Nazrul Islam, the “Rebel Poet” of Bengal, shattered the inertia of tradition. At a time when literature bowed to a thousand-year-old decorum, he infused Bengali poetry, music, and lyrics with defiance, equality, love and spiritual rebellion. He rejected submission—whether cultural, religious, or political—and wrote with a thunder that awakened the oppressed.
Osman Hadi, by being a rising incandescent in the political arena, brought about a rhythm and revolutionary fervour in the hearts of the people of Bangladesh within a short time. With his group ‘Inqilab Mancha’, he broke away from other parallel political parties of the youths of the July revolution’24. Like Poet Nazrul, he was driven by his own individuality.

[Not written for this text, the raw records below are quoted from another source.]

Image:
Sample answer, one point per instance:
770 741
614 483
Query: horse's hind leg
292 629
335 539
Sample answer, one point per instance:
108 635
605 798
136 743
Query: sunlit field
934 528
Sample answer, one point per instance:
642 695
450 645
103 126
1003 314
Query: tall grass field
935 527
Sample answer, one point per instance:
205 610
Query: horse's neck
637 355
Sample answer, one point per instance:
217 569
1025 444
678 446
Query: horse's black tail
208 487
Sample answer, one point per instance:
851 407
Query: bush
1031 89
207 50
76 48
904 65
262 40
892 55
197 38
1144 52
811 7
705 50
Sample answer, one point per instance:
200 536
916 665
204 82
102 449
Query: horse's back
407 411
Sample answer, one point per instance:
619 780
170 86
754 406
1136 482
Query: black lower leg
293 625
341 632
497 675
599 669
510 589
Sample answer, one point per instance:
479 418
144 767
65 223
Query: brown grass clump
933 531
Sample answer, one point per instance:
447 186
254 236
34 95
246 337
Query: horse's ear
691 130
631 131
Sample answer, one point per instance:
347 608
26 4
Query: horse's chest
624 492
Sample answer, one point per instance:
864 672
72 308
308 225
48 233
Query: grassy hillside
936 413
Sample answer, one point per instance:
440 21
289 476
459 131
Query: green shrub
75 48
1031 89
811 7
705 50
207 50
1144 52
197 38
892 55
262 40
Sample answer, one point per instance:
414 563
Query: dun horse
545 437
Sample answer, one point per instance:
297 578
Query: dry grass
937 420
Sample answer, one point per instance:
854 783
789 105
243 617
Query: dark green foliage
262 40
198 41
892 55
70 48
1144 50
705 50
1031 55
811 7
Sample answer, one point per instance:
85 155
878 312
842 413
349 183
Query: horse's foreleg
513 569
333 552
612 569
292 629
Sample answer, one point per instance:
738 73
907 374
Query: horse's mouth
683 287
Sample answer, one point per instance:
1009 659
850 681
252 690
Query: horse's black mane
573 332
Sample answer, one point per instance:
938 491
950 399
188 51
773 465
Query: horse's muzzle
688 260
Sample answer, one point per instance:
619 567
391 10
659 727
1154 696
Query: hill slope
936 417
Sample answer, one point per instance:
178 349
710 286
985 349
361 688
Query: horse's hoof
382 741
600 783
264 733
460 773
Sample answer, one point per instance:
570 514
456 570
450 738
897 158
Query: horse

He refused to compromise with the Interim government on many issues, particularly on the issue of the slow-paced progress of Hasina’s case on the crimes against humanity in the court of the International Crimes Tribunal (ICT), Dhaka. Standing alone, he confronted the Interim government’s Advisers, bureaucrats, segments of the military establishment, and India’s overarching hegemony and enmity. Hadi demonstrated his bravery, honesty, and sincerity in his speech and actions during the 36 days of July 24 and the last sixteen months after July till the day he died.
What binds Nazrul and Hadi most profoundly is their shared intimacy with the suffering of ordinary people. Nazrul lived through the brutalities of British colonialism, witnessing famine, disease, and death, as well as the catastrophic aftermath of the First and Second World Wars. Those experiences are deeply etched into his verse, making his poetry a vessel of collective pain and resistance.
Under the fascist Hasina regime, while still a student a few years back, Osman Hadi saw his own generation and the older generation suffering and subjected to enforced disappearance, mass arrests, torture, and extrajudicial killings. Neither Poet Nazrul nor Osman Hadi has chosen comfort over their conscience.
In the end, their lives converged in death by a divine decree. Buried side by side, the poet and the martyr share not only a resting place but a legacy—a testament that the struggle for justice transcends time and method. One wielded words like weapons, the other wielded truth in the face of bullets. Both paid a price.
Nazrul lingered on, but the poet within him had fallen silent long before his final breath. Similarly, the sudden death of Osman Hadi caused his unbloomed talents to remain in a complete pause forever. In that sense, their death was an unfinished song to be sung again.
Like poet Percy Bysshe Shelley, who died at the age of thirty, poet Nazrul and Osman Hadi departed before their genius could gain a full blossom, leaving behind not a completed garden, but scattered seeds of brilliance that continue to haunt and inspire the world.
Two revolutionaries—Poet Nazrul and Shahid Osman Hadi—fought for one cause: Justice. And in a land still searching for its moral compass, their shared silence speaks louder than tyranny ever could.
(Dr. Mustofa Munir is a Nazrul Researcher and published author of Nazrul’s poetry and lyrics).